Professor Helene Hewitt OBE is a coordinating lead author on the Working Group I report and Met Office Science fellow. She said:

"Keeping global temperature rise as low as possible is vital to protect the UK’s coasts. Sea levels will continue to rise for centuries, but every incremental rise in temperature increases the risk of flooding of our coastal communities, infrastructure and cherished landscapes.”

The Met Office’s Richard Jones has been the co-ordinating lead author on the Interactive Atlas – a new feature in the Working Group I report. He said:

“The report demonstrates that climate change is currently affecting all regions and will increasingly do so over the coming decades. Each region will experience a diverse and often unique combination of changes in climatic conditions which have the potential to cause impacts affecting people or ecosystems. Over land areas these will always include changes linked to heat and cold, rain and drought and in many cases coastal flooding, wind, snow and more. This focus on impact-relevant changes is a new feature in this Working Group I report. It comes from a significant effort from the IPCC and the authors of its reports to improve collaboration between the working groups. Here it ensures this report is relevant to Working Group II on Impacts, Adaptation and Vulnerability.”
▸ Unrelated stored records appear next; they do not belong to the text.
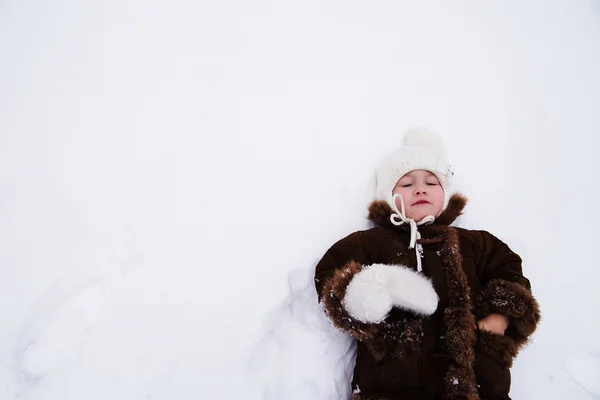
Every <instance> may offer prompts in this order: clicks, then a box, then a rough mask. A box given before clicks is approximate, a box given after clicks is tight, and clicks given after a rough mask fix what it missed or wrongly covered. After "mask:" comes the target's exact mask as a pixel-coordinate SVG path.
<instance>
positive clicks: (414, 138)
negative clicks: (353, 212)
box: [377, 128, 454, 217]
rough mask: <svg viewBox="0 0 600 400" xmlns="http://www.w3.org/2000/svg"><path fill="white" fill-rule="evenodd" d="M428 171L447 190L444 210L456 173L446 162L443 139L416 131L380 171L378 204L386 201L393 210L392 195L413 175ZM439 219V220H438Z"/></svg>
mask: <svg viewBox="0 0 600 400" xmlns="http://www.w3.org/2000/svg"><path fill="white" fill-rule="evenodd" d="M417 169H424V170H426V171H430V172H431V173H433V174H434V175H435V176H436V177H437V178H438V180H439V181H440V184H441V185H442V188H443V189H444V206H443V207H442V211H443V210H445V209H446V207H447V206H448V201H449V199H450V186H451V178H452V175H454V173H453V172H452V169H451V167H450V165H449V164H448V163H447V161H446V152H445V151H444V144H443V142H442V138H441V137H440V136H439V135H438V134H437V133H435V132H433V131H431V130H429V129H427V128H412V129H410V130H409V131H408V132H406V134H405V135H404V143H403V144H402V145H401V146H400V147H398V148H397V149H396V150H395V151H394V152H393V153H392V154H390V155H389V156H388V157H387V158H386V159H385V160H384V161H383V162H382V163H381V164H380V165H379V167H378V168H377V200H384V201H386V202H387V203H388V204H389V205H390V207H392V209H395V207H394V205H393V204H394V200H393V198H392V191H393V190H394V187H395V186H396V183H397V182H398V179H400V178H402V177H403V176H404V175H405V174H407V173H409V172H410V171H414V170H417ZM436 217H437V216H436Z"/></svg>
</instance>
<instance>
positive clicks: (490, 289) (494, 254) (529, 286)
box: [476, 231, 540, 346]
mask: <svg viewBox="0 0 600 400" xmlns="http://www.w3.org/2000/svg"><path fill="white" fill-rule="evenodd" d="M476 235H477V242H478V243H477V245H478V247H479V249H480V251H481V253H480V257H479V261H478V267H479V268H480V269H481V271H482V275H481V276H482V297H483V298H482V308H483V310H484V311H483V314H484V315H485V314H490V313H499V314H504V315H506V316H507V317H508V318H509V320H510V324H509V327H508V329H507V331H506V335H508V336H511V337H512V338H513V339H514V340H515V342H516V344H517V346H519V345H521V344H523V343H525V342H526V341H527V339H528V338H529V336H530V335H531V334H532V333H533V332H534V331H535V329H536V327H537V325H538V323H539V320H540V310H539V305H538V303H537V301H536V300H535V298H534V297H533V295H532V293H531V284H530V282H529V280H528V279H527V278H526V277H525V276H523V271H522V266H521V257H519V255H517V254H516V253H514V252H513V251H512V250H511V249H510V248H509V247H508V246H507V245H506V244H505V243H503V242H502V241H501V240H499V239H498V238H496V237H495V236H494V235H492V234H491V233H489V232H486V231H476Z"/></svg>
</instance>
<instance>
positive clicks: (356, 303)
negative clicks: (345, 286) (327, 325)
mask: <svg viewBox="0 0 600 400" xmlns="http://www.w3.org/2000/svg"><path fill="white" fill-rule="evenodd" d="M438 300H439V298H438V295H437V293H436V292H435V289H434V288H433V285H432V283H431V281H430V280H429V278H427V277H425V276H424V275H421V274H419V273H418V272H416V271H414V270H412V269H409V268H407V267H404V266H402V265H386V264H373V265H370V266H366V267H364V268H363V270H362V271H360V272H359V273H357V274H356V275H355V276H354V277H353V278H352V280H351V281H350V284H348V287H347V288H346V295H345V297H344V300H343V302H342V304H343V305H344V307H345V308H346V311H348V313H349V314H350V315H351V316H352V317H353V318H356V319H358V320H359V321H362V322H366V323H379V322H381V321H383V320H384V319H385V318H386V317H387V315H388V313H389V312H390V310H391V309H392V307H393V306H396V307H399V308H402V309H404V310H408V311H412V312H414V313H416V314H420V315H431V314H433V313H434V312H435V310H436V309H437V304H438Z"/></svg>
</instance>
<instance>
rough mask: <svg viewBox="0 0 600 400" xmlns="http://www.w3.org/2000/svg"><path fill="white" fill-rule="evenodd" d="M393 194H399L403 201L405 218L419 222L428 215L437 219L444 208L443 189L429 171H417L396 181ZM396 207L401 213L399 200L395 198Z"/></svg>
mask: <svg viewBox="0 0 600 400" xmlns="http://www.w3.org/2000/svg"><path fill="white" fill-rule="evenodd" d="M392 193H393V194H399V195H400V196H401V197H402V200H404V210H405V213H406V217H407V218H411V219H414V220H415V221H416V222H419V221H421V220H422V219H423V218H425V217H426V216H428V215H433V216H434V217H437V216H438V214H439V213H440V211H441V210H442V207H443V206H444V189H443V188H442V185H440V181H438V179H437V177H436V176H435V175H434V174H432V173H431V172H429V171H425V170H423V169H417V170H414V171H410V172H409V173H408V174H406V175H404V176H403V177H402V178H400V179H398V182H397V183H396V186H395V187H394V190H393V191H392ZM395 201H396V207H398V210H400V211H402V204H401V203H400V199H398V198H396V200H395Z"/></svg>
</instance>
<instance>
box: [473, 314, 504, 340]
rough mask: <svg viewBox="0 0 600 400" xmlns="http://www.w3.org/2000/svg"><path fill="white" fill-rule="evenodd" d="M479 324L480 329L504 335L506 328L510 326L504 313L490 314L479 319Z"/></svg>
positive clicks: (478, 321) (477, 322) (480, 329)
mask: <svg viewBox="0 0 600 400" xmlns="http://www.w3.org/2000/svg"><path fill="white" fill-rule="evenodd" d="M477 326H478V327H479V330H482V331H487V332H491V333H495V334H496V335H504V332H506V328H508V318H506V317H505V316H504V315H502V314H490V315H488V316H487V317H485V318H482V319H480V320H479V321H477Z"/></svg>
The Working Group II report looks at impacts, adaptation and vulnerability and also saw significant Met Office contributions, including several contributing authorships and a lead author. Colleagues from the Met Office Academic Partnership (MOAP) have also contributed to the report as authors and editors.

Professor Richard Betts MBE, of the Met Office and the University of Exeter, is one of the report’s Lead Authors. He said:

“This Sixth Assessment Report shows that climate change is already having widespread impacts, and further impacts are in the pipeline even if emissions are cut as rapidly as the most ambitious scenario suggests. Urgent action is needed to adapt to these changes.

“We also conclude that many future climate-related risks are more severe than previous IPCC assessments, increasing the urgency of cutting greenhouse gas emissions to limit future warming to as low as possible.”

Professor Klein Tank commented on the publication of the Working Group II report:

“Preventing debilitating impacts on society from increasing climate change is no longer a choice - that option closed several decades ago.

“Today’s report says it is vital to adapt to the increasing climate change we are already seeing and what we know we will see in future.

“But of course lowering greenhouse gas emissions will help to avoid the most extreme climate change impacts.”

Met Office science has formed a valuable component of the Working Group III report which examined the mitigation of climate change. Professor Jason Lowe OBE, of the Met Office and the University of Leeds, acted as a review editor on the report’s introduction.

Dr Andy Wiltshire, Head of Earth System and Mitigation Science, said:

“Climate change remains one of the major threats to human wellbeing and security. Rapid reductions in emissions of greenhouse gases remains the only way to reduce this risk. The recent set of IPCC reports bring a message of hope, that through climate resilience development combined with protection and regeneration of our environment we can simultaneously mitigate the worst risks, adapt to the inescapable impacts of climate change whilst improving human wellbeing and sustainability. To realise this potential requires urgent action to mitigate emissions and set us on a sustainable path of development.”